Im Vorfeld erfolgten sorgfältige Grundlagenstudien, um den Wissensstand der Gesundheitskräfte zu erheben und Schwachstellen im System zu identifizieren. Anschließend wurden Fachkräfte aus Pflege, ÄrztInnenschaft und anderen Bereichen in mehrtägigen Kursen zu Themen wie geschlechtsspezifische Gewalt, Trauma und Selbstfürsorge geschult und ReferentInnen ausgebildet. Sie sollen die Trainings künftig weiterführen und so das Wissen vor Ort verankern. Ebenso wichtig ist zudem der Austausch mit EntscheidungsträgerInnen, um institutionelle Barrieren wie unzureichende Infrastruktur anzugehen, oder auf Leitungsebene Bewusstsein für das Thema zu wecken.

Strategie für die politische Arbeit

Mit Unterstützung einer externen Beraterin haben wir 2017 die politische Arbeit von medica mondiale in Bezug auf ihre Wirksamkeit sowie ihre Stärken und Schwächen analysiert. Gleichzeitig wurden aktuelle politische Chancen und Risiken abgewogen und neue politische Allianzen in den Blick genommen. Daraus entstand eine Advocacy-Strategie, die konkrete Maßnahmen für die nächsten vier Jahre benennt.

Die zwei wichtigsten Arbeitsfelder sind die Bekämpfung sexualisierter Kriegsgewalt im Rahmen deutscher Außen-, Entwicklungs- und Sicherheitspolitik sowie der Bereich Flucht- und Asylpolitik. Durch Daten und Belege aus eigenen und externen Studien wollen wir zudem unsere Forderungen verstärkt wissenschaftlich untermauern. In der Fach- Advocacy zum stress- und traumasensiblen Ansatz haben wir uns vorgenommen, den immanent politischen Gehalt und die transformative Kraft des Ansatzes deutlicher zu kommunizieren.

Veränderte Vereinsstruktur

Mit dem Erfolg der Arbeit von medica mondiale sind auch die Aufgaben des Vereins in den letzten Jahren stark gewachsen. Die Zahl der Projekte ist auf rund 40 gestiegen, damit auch die Zahl der Mitarbeiterinnen und die Komplexität der Herausforderungen. Der bislang vorwiegend ehrenamtlich tätige Vorstand ist dadurch an die Grenzen der zeitlichen Belastung geraten. Er musste rechtlich verantwortlich sein für eine Organisation mittelständischer Unternehmensgröße.

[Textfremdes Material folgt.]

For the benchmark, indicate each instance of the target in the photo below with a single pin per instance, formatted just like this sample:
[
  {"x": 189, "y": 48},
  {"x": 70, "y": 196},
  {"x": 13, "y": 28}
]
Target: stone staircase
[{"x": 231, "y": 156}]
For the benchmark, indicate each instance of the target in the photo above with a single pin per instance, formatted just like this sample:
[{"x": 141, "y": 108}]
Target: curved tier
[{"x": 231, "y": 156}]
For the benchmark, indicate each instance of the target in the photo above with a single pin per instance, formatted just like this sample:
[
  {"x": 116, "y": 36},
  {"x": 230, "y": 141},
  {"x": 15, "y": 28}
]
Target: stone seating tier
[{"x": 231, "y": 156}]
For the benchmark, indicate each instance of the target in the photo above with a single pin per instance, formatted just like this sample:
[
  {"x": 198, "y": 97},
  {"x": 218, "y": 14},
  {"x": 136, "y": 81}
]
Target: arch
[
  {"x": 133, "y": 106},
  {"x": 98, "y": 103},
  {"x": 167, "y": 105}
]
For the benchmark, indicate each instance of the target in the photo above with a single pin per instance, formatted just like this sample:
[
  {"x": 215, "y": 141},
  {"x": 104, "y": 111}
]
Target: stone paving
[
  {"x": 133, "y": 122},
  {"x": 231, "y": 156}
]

Mit einer Konsultationsgruppe aus Mitfrauen des Vereins haben wir daher beschlossen, die Vereinsstruktur neu zu ordnen. Künftig gibt es drei hauptamtliche Vorstände, die für die verschiedenen Geschäftsfelder zuständig sind. Mit einem von der Mitgliederversammlung gewählten Präsidium wurde zudem ein starkes Kontrollorgan bestellt. Ein Fachbeirat soll den Vorstand und die Organisation in fachlichen Fragen beraten. Im Oktober 2017 wurden diese Strukturen per Mitgliederbeschluss in eine neue Satzung gegossen.

Ausblick

2018 steht ganz im Zeichen des 25-jährigen Jubiläums von medica mondiale. Mit der Kampagne „Kein Krieg auf meinem Körper“ wollen wir darauf aufmerksam machen, dass Frauen und Mädchen weltweit tagtäglich sexualisierte Gewalt erfahren. Über Veranstaltungen und Publikationen wollen wir andere motivieren, sich mit uns für ein Ende der Gewalt einzusetzen.

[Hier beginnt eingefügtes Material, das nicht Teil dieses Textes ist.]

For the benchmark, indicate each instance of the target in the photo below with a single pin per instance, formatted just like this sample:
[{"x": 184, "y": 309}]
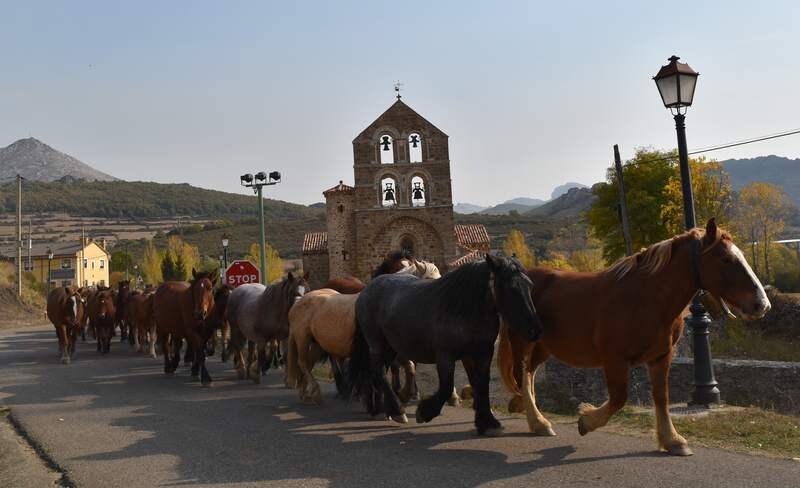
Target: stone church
[{"x": 401, "y": 199}]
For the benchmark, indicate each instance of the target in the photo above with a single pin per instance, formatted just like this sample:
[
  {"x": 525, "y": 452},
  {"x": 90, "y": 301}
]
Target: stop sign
[{"x": 241, "y": 273}]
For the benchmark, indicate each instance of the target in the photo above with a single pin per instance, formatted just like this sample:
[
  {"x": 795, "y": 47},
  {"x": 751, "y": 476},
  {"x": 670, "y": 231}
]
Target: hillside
[
  {"x": 571, "y": 204},
  {"x": 777, "y": 170},
  {"x": 143, "y": 200},
  {"x": 36, "y": 161}
]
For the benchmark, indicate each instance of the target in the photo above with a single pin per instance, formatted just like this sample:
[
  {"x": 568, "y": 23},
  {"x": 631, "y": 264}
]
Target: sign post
[{"x": 242, "y": 272}]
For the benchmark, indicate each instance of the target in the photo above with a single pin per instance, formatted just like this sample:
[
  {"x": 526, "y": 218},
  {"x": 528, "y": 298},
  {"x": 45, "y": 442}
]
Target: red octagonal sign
[{"x": 241, "y": 273}]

In der internationalen Programmarbeit wird medica mondiale ihr Engagement im Irak fortführen und weiterentwickeln. Schwerpunkt wird die Zusammenarbeit mit der kurdischen Frauenrechtsorganisation EMMA sein.

Zur Organisationsentwicklung wollen wir unser Sicherheitsmanagement, das 2017 im Rahmen externer Assessments überprüft wurde, an neue Herausforderungen anpassen. Für ein verbessertes Controlling ist geplant, die Anti-Korruptionsleitlinien zu überarbeiten.